The advanced rechargeable batteries have been upgraded by the production of free-standing electrodes through electrospinning technology. This study aimed to introduce a novel hybrid composition to design a free-standing carbon nanofiber (CNF) based anode by the addition of iron acetylacetonate Fe(AcAc) as active material and TEOS(tetraethoxysilane)/APTES(aminopropyl triethoxysilane) as an additive for Li-ion batteries. Polyacrylonitrile(PAN) was used as the polymer matrix in the spin dope, and the inclusion of Fe(AcAc) and TEOS/APTES resulted in compositional change, producing iron oxide and silica nanoparticles throughout the matrix. Different oxidation states and the presence of embedded iron oxide nanoparticles in CNF were identified by XPS and EDX elemental mapping analysis. PAN-TEOS-APTES-Fe(AcAc) based anode material was capable of enhancing the reversible specific capacity as much as 732 mAhg at 500 mAg lasting for 300 cycles, along with the rate capability as high as 815 mAhg at 200 mAg. Furthermore, EIS analysis and EX-situ FESEM showed decreased impedance after cycling with the stable morphology of PAN-TEOS-APTES-Fe(AcAc) CNF-film. Conclusively, non-woven, binder-free, current collector free, free-standing CNF anode film doped with iron-oxide and silica nanoparticles was indeed a novel approach for Li-ion batteries and can be considered for other batteries particularly for Li-S batteries.

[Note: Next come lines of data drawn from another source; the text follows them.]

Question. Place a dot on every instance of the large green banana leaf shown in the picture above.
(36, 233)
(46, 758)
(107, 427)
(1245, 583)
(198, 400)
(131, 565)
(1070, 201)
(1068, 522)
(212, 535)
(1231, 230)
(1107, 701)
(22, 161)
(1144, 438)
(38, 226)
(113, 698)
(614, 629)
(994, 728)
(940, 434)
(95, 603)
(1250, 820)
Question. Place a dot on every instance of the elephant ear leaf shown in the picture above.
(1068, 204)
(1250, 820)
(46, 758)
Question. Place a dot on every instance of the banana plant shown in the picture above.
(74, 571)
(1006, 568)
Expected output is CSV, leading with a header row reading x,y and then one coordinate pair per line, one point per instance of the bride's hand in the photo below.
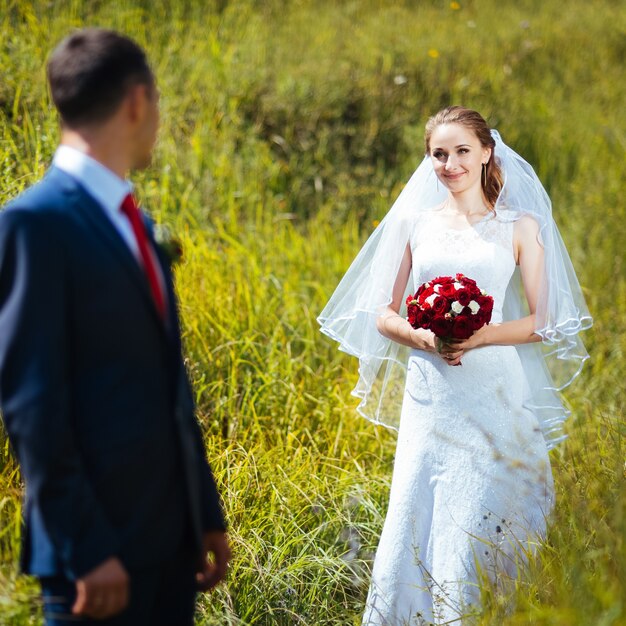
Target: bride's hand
x,y
449,351
476,340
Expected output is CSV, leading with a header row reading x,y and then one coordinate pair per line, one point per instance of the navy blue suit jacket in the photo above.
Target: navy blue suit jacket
x,y
93,392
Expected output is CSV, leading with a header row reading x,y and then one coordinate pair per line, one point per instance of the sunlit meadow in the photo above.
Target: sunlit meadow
x,y
287,130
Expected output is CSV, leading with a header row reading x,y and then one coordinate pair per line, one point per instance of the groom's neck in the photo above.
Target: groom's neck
x,y
102,144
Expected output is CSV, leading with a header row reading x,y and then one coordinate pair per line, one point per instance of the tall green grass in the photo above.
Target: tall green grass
x,y
287,129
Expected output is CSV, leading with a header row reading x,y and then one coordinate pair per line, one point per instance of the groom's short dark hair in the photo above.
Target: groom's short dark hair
x,y
90,73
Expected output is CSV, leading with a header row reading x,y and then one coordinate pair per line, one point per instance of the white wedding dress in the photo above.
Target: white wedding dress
x,y
471,482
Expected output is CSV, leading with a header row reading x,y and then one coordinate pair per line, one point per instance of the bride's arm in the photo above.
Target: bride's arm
x,y
395,327
529,256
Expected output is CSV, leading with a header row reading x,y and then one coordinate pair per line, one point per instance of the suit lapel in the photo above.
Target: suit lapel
x,y
94,215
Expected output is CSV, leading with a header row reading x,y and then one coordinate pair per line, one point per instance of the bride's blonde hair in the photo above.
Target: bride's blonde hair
x,y
492,181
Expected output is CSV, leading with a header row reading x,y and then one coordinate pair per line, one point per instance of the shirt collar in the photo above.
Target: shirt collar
x,y
106,187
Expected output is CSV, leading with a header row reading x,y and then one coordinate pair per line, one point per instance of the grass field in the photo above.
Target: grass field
x,y
287,130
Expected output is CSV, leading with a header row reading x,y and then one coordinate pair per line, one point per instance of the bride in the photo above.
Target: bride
x,y
472,484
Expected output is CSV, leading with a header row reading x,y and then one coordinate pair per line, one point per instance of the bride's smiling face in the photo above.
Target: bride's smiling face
x,y
457,156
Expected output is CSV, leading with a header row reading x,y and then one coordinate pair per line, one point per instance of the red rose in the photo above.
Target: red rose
x,y
428,291
440,305
424,318
477,321
462,327
463,296
441,327
447,290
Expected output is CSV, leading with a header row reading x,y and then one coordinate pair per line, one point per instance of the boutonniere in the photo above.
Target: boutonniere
x,y
169,243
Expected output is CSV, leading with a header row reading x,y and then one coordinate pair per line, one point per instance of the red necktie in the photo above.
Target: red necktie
x,y
130,209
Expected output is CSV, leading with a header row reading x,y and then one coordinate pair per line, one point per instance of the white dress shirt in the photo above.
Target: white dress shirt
x,y
105,187
108,190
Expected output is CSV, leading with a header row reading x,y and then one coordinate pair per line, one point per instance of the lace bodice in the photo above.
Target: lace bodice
x,y
483,251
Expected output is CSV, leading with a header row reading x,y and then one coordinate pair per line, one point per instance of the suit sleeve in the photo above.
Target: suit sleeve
x,y
35,375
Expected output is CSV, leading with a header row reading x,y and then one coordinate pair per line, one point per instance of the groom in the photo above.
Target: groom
x,y
122,518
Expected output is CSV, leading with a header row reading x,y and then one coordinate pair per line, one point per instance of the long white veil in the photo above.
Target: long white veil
x,y
365,290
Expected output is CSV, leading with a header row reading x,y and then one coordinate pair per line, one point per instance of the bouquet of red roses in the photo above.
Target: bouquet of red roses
x,y
453,308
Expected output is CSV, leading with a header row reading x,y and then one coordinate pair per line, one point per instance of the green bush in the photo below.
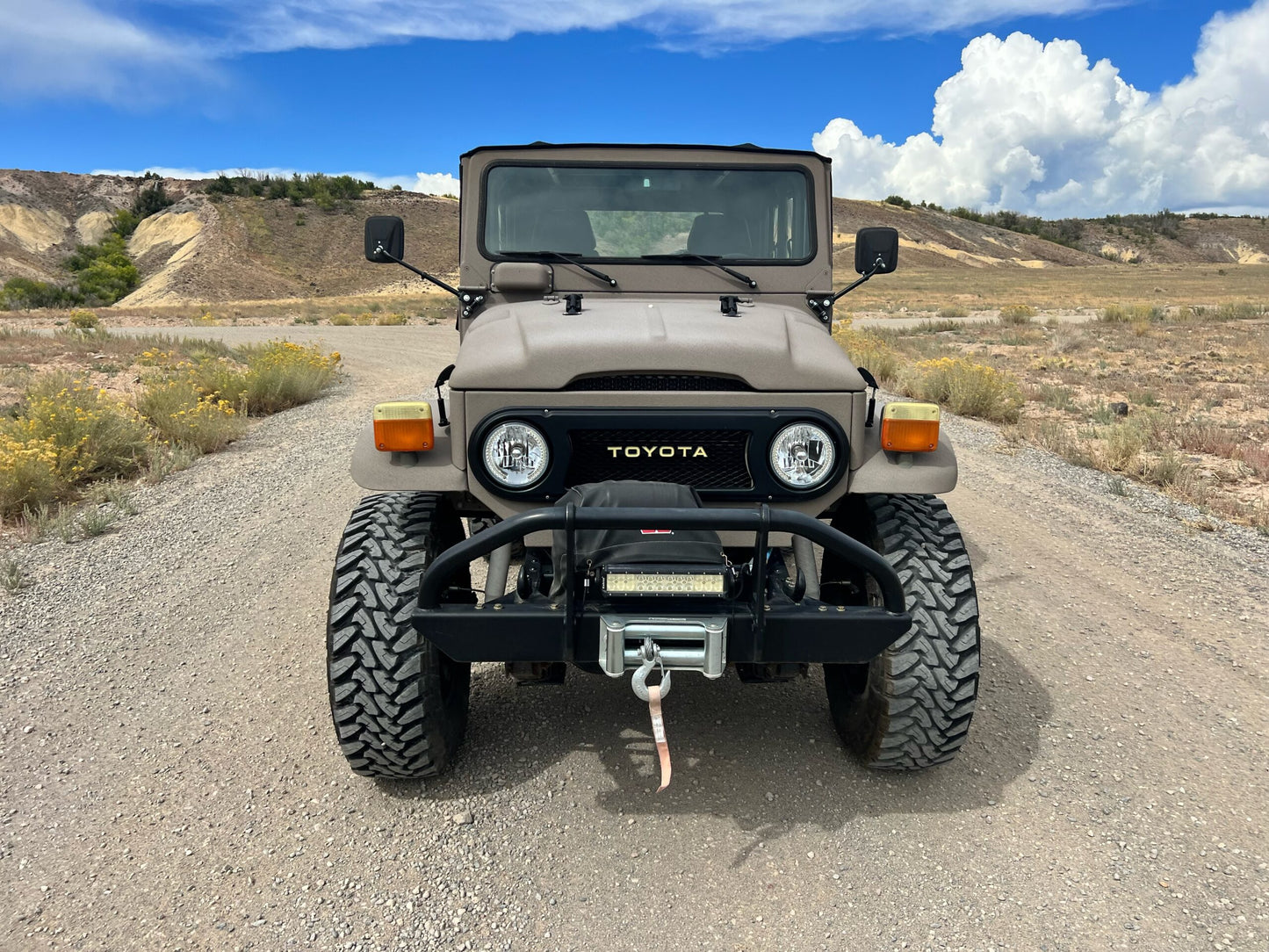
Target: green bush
x,y
184,416
103,272
28,293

先进的可充电电池通过静电纺丝技术制备自支撑电极得到了升级。本研究旨在引入一种新型混合成分,通过添加乙酰丙酮铁Fe(AcAc)作为活性材料以及正硅酸乙酯(TEOS)/氨丙基三乙氧基硅烷(APTES)作为锂离子电池的添加剂,来设计一种基于自支撑碳纳米纤维(CNF)的负极。聚丙烯腈(PAN)用作纺丝原液中的聚合物基体,加入Fe(AcAc)和TEOS/APTES导致成分发生变化,在整个基体中生成了氧化铁和二氧化硅纳米颗粒。通过XPS和EDX元素映射分析确定了CNF中不同的氧化态以及嵌入的氧化铁纳米颗粒的存在。基于PAN-TEOS-APTES-Fe(AcAc)的负极材料在500 mAg下能够将可逆比容量提高到732 mAh/g,持续300次循环,在200 mAg下的倍率性能高达815 mAh/g。此外,EIS分析和非原位FESEM表明,循环后PAN-TEOS-APTES-Fe(AcAc) CNF薄膜形态稳定,阻抗降低。总之,掺杂有氧化铁和二氧化硅纳米颗粒的无纺布、无粘结剂、无集流体、自支撑CNF负极薄膜确实是一种用于锂离子电池的新方法,并且可考虑用于其他电池,特别是锂硫电池。